Ever since cars were invented, people found various ways to keep their vehicles clean. Some washed their own cars or paid others to get the job done for them. In 1914, one man in Detroit saw the opportunity to start a car wash business that he named “Automated Laundry.” Of course the car wash was not automated as it involved pushing the car manually through a tunnel-like area where three groups of attendants waited; those applying soap, those washing and those drying. A sole group pushed the car through the three stages. After a couple of trucks were clean, the workers would get quite tired and it was obvious this was not the best car wash in town. However, it would take another 26 years for any real form of automation to take place.
1940 + evolution
In 1940, the first semi-automatic car wash was designed by a man in Hollywood, California. His system mainly featured a conveyor with a hook attached to the car’s bumper pulling it through the three stages of soaping, washing and drying. By 1946, more automation was integrated into the system which now included overhead water sprinklers and a 50 HP air blower for drying. This semiautomatic car wash sparked ideas across the world and many small car wash businesses opened up in different places. More cars were being manufactured and sold in the US only causing demand for car wash outlets. Then in 1951, three men; Dean, Archie and Eldon Anderson made the first fully automated car wash system in Seattle. The recent advancements are largely credited to a man called Dan Hanna who created the Rub-a-dub car wash in Oregon. He also started a car wash empire that spearheaded innovation in the car wash industry and production of washing equipment. Nonetheless, most of his designs (produced after 1955) simulate ideas from the Seattle guys’ model of 1951. The car wash featured the following parts;
• Tunnel conveyor pulleys that pulled the car through the car wash tunnel
• Spraying machines sprayed soap on the car’s body
• Big overhang and side brushes that look like large “angel” wings and feathers scrubbed/washed the car
• Nozzles rinsed the soap and dirt away
• Big blowers were used for drying
This was a fully hands-free operation and hands-free mechanisms became the delight of America’s car wash industry. Different models were being installed in different states all over the country.

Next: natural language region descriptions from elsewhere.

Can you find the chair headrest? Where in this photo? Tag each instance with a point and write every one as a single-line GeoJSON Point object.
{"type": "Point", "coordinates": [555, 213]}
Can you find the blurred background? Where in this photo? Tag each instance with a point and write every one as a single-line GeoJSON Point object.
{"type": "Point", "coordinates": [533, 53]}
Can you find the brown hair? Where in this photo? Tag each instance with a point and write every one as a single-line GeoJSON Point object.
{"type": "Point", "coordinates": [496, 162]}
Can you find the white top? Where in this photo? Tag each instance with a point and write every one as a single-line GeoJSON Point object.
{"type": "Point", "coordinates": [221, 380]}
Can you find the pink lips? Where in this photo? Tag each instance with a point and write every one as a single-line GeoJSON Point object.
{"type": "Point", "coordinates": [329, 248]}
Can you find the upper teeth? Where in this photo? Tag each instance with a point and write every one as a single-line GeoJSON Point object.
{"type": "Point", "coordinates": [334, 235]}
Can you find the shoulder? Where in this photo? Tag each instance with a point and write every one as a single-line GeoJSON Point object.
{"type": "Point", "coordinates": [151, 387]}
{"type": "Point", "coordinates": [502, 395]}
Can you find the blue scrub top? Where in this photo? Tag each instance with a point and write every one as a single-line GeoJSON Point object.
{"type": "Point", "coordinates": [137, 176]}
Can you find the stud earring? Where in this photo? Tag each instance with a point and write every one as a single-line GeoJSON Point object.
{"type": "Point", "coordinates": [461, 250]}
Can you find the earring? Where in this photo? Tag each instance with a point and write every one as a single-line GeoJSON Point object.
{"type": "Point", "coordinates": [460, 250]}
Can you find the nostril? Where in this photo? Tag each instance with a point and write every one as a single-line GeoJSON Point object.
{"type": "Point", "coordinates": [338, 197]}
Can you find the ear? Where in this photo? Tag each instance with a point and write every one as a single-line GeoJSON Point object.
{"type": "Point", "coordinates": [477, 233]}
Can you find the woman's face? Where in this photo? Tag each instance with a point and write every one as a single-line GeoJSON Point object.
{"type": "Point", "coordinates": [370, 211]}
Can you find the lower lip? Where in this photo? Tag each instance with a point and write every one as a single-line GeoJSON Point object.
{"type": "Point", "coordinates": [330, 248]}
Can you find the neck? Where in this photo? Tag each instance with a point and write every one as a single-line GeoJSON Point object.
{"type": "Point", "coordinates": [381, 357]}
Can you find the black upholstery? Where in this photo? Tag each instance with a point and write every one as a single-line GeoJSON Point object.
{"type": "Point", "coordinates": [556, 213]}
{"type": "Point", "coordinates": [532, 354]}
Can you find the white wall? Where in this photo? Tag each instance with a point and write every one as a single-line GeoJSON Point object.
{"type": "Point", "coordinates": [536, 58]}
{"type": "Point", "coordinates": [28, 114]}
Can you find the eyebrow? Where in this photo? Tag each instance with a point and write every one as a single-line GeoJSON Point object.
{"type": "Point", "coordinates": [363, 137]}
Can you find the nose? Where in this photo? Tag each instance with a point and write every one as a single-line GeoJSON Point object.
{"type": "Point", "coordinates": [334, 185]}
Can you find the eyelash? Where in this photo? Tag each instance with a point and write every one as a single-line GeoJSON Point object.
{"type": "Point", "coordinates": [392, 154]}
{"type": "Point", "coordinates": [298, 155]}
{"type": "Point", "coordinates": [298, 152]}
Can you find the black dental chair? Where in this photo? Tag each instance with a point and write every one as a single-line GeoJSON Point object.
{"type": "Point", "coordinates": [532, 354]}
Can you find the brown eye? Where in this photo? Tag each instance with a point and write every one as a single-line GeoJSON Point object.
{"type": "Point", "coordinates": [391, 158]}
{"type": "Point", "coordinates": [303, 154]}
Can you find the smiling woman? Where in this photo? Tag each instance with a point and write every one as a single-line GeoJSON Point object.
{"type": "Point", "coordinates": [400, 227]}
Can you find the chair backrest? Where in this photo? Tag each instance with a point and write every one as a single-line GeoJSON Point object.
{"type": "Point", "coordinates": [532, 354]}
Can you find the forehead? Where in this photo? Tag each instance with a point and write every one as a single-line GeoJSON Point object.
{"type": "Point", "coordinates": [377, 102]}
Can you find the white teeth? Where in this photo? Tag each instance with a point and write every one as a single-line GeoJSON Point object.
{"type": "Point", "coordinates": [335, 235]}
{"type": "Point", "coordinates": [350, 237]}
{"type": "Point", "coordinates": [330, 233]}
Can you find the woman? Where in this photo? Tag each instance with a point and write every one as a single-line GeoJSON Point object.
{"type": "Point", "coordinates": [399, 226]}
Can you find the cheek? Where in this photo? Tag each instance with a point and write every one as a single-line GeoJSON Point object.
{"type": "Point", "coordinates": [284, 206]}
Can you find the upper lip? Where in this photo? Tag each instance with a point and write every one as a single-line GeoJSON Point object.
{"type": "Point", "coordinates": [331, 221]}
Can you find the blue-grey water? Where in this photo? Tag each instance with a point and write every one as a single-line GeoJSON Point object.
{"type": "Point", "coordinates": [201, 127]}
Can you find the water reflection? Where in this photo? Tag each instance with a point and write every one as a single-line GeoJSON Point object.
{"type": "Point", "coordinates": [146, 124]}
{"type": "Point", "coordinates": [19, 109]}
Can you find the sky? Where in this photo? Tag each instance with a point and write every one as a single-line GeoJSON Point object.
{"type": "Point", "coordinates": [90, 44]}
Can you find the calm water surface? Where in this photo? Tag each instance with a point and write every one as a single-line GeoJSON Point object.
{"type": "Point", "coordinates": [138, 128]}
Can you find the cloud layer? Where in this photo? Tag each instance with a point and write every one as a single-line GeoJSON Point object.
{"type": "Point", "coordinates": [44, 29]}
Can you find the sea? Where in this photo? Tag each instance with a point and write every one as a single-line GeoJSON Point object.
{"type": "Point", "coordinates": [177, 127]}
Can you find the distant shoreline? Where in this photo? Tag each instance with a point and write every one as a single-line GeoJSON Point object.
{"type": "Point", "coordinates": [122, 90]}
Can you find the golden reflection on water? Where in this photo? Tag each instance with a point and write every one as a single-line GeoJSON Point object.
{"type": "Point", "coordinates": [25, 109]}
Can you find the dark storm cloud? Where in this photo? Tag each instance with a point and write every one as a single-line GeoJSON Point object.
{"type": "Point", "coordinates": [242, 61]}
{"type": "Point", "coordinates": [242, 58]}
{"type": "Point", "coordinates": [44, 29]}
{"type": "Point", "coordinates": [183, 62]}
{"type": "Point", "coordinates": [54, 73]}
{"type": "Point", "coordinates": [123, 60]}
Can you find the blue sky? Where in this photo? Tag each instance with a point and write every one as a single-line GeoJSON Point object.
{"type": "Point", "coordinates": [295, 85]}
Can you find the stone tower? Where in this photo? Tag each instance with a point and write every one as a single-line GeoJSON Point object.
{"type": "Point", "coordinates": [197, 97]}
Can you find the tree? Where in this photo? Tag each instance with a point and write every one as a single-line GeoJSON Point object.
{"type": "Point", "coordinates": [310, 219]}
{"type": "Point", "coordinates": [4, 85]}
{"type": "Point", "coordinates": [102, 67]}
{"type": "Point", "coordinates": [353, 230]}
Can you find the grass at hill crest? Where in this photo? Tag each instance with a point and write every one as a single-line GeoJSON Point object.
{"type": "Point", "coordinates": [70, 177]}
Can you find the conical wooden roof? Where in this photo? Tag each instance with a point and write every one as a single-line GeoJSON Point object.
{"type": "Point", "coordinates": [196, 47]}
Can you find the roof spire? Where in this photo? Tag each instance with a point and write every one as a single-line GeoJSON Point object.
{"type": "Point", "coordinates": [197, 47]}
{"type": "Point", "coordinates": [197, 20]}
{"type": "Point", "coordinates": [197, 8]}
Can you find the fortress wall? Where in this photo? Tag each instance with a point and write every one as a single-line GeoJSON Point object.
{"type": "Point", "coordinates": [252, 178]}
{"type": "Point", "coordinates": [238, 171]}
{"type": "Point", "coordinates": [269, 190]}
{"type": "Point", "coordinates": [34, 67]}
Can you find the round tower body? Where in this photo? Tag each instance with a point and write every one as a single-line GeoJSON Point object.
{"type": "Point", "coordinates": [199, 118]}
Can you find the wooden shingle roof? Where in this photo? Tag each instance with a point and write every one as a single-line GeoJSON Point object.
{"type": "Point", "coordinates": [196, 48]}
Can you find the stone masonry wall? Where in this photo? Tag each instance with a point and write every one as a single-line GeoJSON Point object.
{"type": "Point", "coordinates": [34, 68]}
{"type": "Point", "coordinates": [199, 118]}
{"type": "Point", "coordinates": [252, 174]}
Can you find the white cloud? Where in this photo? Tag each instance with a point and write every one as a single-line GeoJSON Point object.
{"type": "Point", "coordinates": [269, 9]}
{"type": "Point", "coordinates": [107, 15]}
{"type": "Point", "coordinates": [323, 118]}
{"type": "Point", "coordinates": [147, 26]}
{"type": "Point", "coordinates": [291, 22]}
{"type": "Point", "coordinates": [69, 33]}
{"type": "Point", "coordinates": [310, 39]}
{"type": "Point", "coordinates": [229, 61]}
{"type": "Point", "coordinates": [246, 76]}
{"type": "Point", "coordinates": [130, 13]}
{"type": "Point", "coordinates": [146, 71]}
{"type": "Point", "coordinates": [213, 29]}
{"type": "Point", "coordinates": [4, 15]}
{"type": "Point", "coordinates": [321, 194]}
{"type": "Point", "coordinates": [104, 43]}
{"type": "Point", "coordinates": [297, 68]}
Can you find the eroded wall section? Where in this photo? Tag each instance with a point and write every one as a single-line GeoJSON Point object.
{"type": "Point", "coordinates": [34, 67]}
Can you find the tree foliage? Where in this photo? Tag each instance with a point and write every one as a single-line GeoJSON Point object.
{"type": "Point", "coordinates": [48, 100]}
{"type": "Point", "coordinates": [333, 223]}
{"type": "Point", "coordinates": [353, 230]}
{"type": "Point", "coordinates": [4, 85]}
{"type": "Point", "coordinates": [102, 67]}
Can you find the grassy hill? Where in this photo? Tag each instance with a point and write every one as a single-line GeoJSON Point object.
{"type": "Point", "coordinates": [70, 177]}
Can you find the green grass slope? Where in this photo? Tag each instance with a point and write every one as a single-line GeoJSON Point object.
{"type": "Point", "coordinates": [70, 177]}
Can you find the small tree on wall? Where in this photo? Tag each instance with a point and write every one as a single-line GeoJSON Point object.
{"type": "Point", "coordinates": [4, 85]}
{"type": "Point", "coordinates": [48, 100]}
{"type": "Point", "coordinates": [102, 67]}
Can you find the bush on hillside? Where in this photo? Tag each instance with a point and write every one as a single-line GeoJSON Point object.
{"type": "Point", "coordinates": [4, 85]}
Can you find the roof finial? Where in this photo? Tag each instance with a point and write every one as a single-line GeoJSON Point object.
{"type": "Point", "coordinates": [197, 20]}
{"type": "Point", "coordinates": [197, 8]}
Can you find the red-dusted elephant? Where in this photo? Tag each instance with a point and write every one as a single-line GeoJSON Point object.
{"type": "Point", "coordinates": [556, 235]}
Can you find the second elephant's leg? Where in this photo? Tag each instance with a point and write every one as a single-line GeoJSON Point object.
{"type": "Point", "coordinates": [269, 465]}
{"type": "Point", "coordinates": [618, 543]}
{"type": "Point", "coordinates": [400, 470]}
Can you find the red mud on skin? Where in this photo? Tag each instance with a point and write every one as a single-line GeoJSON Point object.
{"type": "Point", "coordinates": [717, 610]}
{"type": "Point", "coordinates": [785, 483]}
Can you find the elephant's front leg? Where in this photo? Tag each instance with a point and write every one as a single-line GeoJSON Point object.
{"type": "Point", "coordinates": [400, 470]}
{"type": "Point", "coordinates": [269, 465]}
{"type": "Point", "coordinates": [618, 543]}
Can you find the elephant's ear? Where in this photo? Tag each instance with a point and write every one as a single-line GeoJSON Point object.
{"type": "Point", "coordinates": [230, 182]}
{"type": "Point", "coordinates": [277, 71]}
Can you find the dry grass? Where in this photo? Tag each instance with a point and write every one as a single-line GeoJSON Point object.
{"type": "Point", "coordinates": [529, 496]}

Growth and tech advancements
Dan Hanna created a large enterprise that had some 31 outlets by 1955. The company focused on innovations and resulted in some of the greatest advancements in the car wash industry seen today. These included the wrap-around brush, soft-cloth friction washing, on demand roller conveyor belts, various tire washing methods and the recirculating water system. The enterprise was since established as the frontier car wash equipment manufacturer and dominated provision of parts and systems in the country. The 1970 gasoline and oil price hike may have significantly daunted the car wash industry but it quickly picked up surviving the torrid period. In the 80s, automatic wheel cleaners and the polish-and-waxing took hold adding to the innovations of Hanna. The company expanded exports to Japan, Korea and the UK recording over $30 million in annual sales. It became the top franchise in manufacturing and also led the conveyor manufacture lists within this period.
The modern scene
When you look at current trends, it is no doubt we have the best car wash in every single town considering how far we have come. Most people would not know that the industry started out with little (basically none) automation at all. The modern scene has cleaning machines which are fully automated tunnels requiring no manual labor. In addition to cleaning all the five sides of your car, they scrub the tires and clean undercarriage. In fact, most are self-service outlets although you will still find many with attendants especially if you want the interior space vacuumed and your seats cleaned. Modern car washes are more eco-friendly featuring low water and electric requirements, milder soaps and faster systems that clean cars faster resulting in efficiency and happy customers.
The car wash industry has evolved a lot since its inception in 1914. While it began with heavy manual labor, small innovations helped to ease the work until technology took over and the advantages of full automation were realized. If you do not have modern tech-advanced systems, then you cannot claim to be the best car wash in town.